Dive Brief:
- San Francisco's District Attorney George Gascón announced the city will use an algorithm developed by the nonprofit Code for America to help purge marijuana citations from citizens' criminal records.
- The algorithm will scan records to determine eligibility for clearance, fill out necessary forms and produce a completed motion in PDF form that can be filed in court. The process will move faster than the previous review, and can be done without a citizen protest.
- The passage of California’s Proposition 64, which legalized marijuana, also gave citizens the chance to petition for marijuana citations to be removed from their records. The review will be applied to nearly 5,000 marijuana convictions dating to 1975.
Dive Insight:
As states decriminalize marijuana, many are also trying to clear past drug convictions, which disproportionately affect African American and Latino populations relative to Caucasians, even when the rates of marijuana use are similar. SFDA was the first office in the country to promise to proactively dismiss or reduce old marijuana convictions, but barriers to the legal system and the burden to go through old records has meant that only 962 motions had been filed as of last week. Although the DA has discretion to clear misdemeanor convictions, felonies require more research; the algorithm can automatically process hundreds of records in minutes and subsequently prepare petitions.
Gascón said the process will help ensure people with marijuana convictions aren't discriminated against in hiring or housing. "Lack of access to employment and housing are two primary drivers of recidivism, so until we clear these records it’s government that is effectively holding these people back and impeding public safety,” he said in a statement.
SFDA is the first office to apply Code for America’s algorithm, but the nonprofit says it plans to expand the pilot to other counties, with a goal of clearing 250,000 convictions statewide by 2019. From there, the process could be applied to other record clearance efforts as an expansion of its “Clear My Record” program.
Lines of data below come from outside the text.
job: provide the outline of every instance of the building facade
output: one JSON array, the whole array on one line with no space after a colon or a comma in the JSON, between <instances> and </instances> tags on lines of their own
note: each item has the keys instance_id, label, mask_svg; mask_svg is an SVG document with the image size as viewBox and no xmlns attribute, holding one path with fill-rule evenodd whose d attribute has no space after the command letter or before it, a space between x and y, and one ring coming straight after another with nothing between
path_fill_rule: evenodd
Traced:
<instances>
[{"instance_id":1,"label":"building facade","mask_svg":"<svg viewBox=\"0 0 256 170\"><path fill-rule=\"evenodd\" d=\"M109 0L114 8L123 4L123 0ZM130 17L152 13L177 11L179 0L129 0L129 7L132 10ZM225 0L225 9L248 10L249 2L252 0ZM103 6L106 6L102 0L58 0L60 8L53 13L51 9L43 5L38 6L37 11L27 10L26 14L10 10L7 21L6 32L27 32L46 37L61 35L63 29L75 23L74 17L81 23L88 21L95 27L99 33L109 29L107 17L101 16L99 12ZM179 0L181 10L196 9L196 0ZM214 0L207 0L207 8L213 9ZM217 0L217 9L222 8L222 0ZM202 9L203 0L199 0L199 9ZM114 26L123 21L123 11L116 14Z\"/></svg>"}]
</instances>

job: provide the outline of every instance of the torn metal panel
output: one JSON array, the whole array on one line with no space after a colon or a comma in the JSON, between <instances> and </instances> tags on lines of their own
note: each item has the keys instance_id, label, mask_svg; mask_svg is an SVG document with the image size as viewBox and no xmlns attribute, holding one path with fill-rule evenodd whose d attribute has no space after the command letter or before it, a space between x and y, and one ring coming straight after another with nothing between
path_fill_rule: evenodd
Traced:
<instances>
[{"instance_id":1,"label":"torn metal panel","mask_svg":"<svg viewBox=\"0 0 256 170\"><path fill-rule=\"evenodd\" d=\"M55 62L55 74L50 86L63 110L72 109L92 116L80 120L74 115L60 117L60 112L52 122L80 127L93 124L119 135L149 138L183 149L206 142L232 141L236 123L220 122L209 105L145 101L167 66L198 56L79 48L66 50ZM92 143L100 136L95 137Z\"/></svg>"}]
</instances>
Code for America founder and executive director Jennifer Pahlka said in a statement the technology could be used to help “rethink incarceration, reduce recidivism, and restore opportunity.”
Code for America has been trying to apply "civic hacking" to make government work more efficiently. The nonprofit also designed a new application process for California’s Supplemental Nutrition Assistance Program, a system that connects people on parole or probation with their case managers to reduce recidivism and Q&A systems for local governments.